29.06.2012

3 Papers accepted at VLDB Workshops

DBRank 2012 – 6th International Workshop on Ranking in Databases, in conjunction with VLDB 2012

Scalable Similarity Search with Dynamic Similarity Measures

Martin Köppelmann, Dustin Lange, Claudia Lehmann, Marika Marszalkowski, Felix Naumann, Peter Retzlaff, Sebastian Stange, and Lea Voget

Similarity search on structured data assumes some similarity measure on the data - often a combination of individual measures per attribute. Users of a similarity search system may have different requirements on the similarity measure; the individual measures can be combined in many different ways, including a simple weighted sum of the similarities with varying weights, or, at the other end of the spectrum, much more complex machine learning techniques. Previous approaches to similarity search work only with static similarity measures. As the created similarity indexes rely on the static measures, any similarity query is restricted to this predefined measure.

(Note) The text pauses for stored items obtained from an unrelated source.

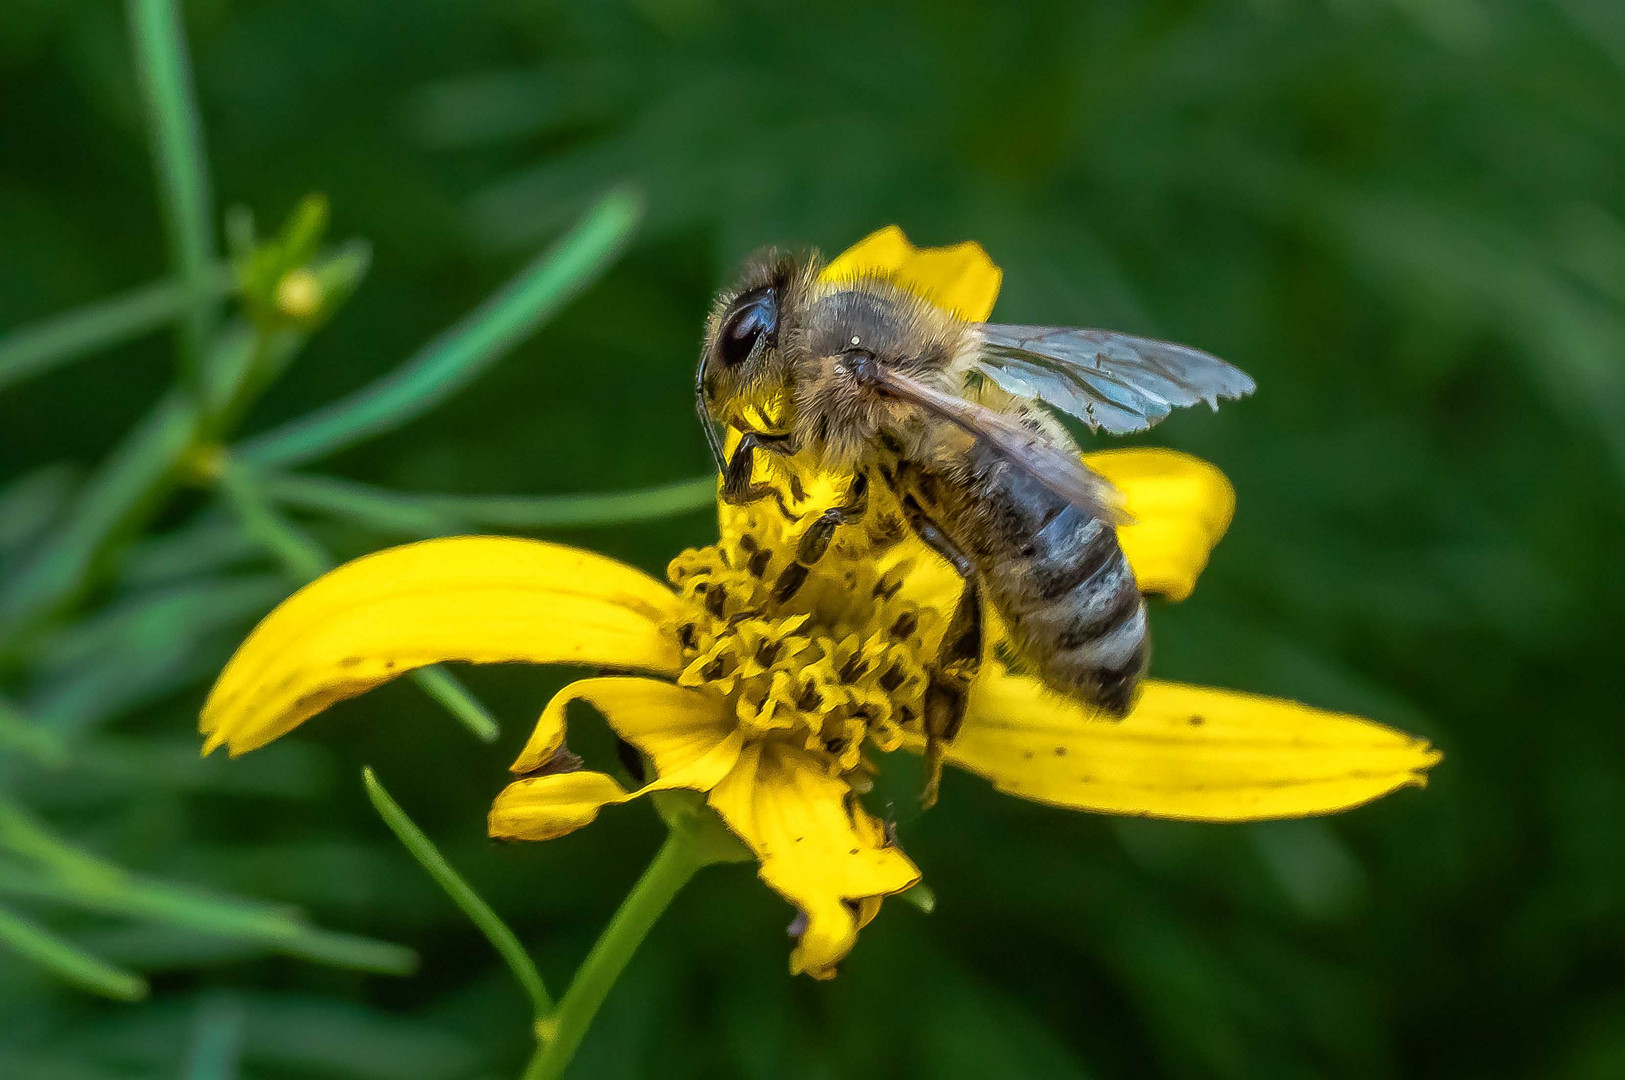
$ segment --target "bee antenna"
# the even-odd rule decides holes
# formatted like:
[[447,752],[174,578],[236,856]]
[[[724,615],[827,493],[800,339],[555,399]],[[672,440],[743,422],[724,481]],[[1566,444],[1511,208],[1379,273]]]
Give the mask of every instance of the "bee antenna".
[[728,471],[728,463],[722,458],[722,438],[717,435],[717,426],[711,419],[711,410],[705,404],[705,361],[707,357],[700,354],[699,366],[694,369],[694,411],[699,414],[700,428],[705,432],[705,444],[711,448],[711,460],[716,462],[717,475],[721,476]]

In this paper, we present the DySim algorithm, a novel approach that answers similarity queries with query-specific configurations of similarity measures: For any query, users are allowed to define an arbitrary, including non-metric, overall similarity measure that is based on similarities of attribute values. This freedom allows to provide different search experiences to different user groups. Our approach creates a similarity index for each individual attribute. We then dynamically generate a query plan by using positive ad-hoc sample results and apply a filter-and-refine approach to quickly retrieve the list of results. We evaluated our approach on a large real-world data set. Compared to a baseline algorithm, the DySim algorithm needs about one third less comparisons to retrieve data at the cost of only a very minor decline in recall.

This paper is the result of a masterproject at HPI.

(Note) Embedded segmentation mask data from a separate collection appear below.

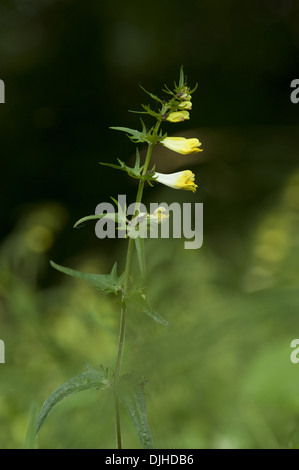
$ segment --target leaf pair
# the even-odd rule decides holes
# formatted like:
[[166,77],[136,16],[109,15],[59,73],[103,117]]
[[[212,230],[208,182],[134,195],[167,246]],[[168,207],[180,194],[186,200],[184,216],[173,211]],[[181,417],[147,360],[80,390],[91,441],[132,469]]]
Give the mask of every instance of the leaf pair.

BigData - 2nd International Workshop on End-to-end Management of Big Data, in conjunction with VLDB 2012

Meteor/Sopremo: An Extensible Query Language and Operator Model

Arvid Heise, Astrid Rheinlaender, Marcus Leich, Ulf Leser, and Felix Naumann

Recently, quite a few query and scripting languages for Map-Reduce-based systems have been developed to ease formulating complex data analysis tasks. However, existing tools mainly provide basic operators for rather simple analyses, such as aggregating or filtering. Analytic functionality for advanced applications, such as data cleansing or information extraction can only be embedded in user-defined functions where the semantics is hidden from the query compiler and optimizer. In this paper, we present a language that treats application-specific functions as first-class operators, so that operator semantics can be evaluated and exploited for optimization at compile time.

We present Sopremo, a semantically rich operator model, and Meteor, an extensible query language that is grounded in Sopremo. Sopremo also provides a programming framework that allows users to easily develop and integrate extensions with their respective operators and instantiations. Meteor's syntax is operator-oriented and uses a Json-like data model to support applications that analyze semi- and unstructured data. Meteor queries are translated into data flow programs of operator instantiations, i.e., concrete implementations of the involved Sopremo operators. Using a real-world example, we show how operators from different applications can be combined for writing complex analytical queries.

QDB - 10th International Workshop on Quality in Databases, in conjunction with VLDB 2012

Automatic Blocking Key Selection for Duplicate Detection based on Unigram Combinations

Tobias Vogel and Felix Naumann

Duplicate detection is the process of identifying multiple but different representations of same real-world objects, which typically involves a large number of comparisons. Partitioning is a well-known technique to avoid many unnecessary comparisons. However, partitioning keys are usually handcrafted, which is tedious and the keys are often poorly chosen.

We propose a technique to find suitable blocking keys automatically for a dataset equipped with a gold standard. We then show how to re-use those blocking keys for datasets
from similar domains lacking a gold standard. Blocking keys are created based on unigrams, which we extend with length-hints for further improvement. Blocking key creation
is accompanied with several comprehensive experiments on large artificial and real-world datasets.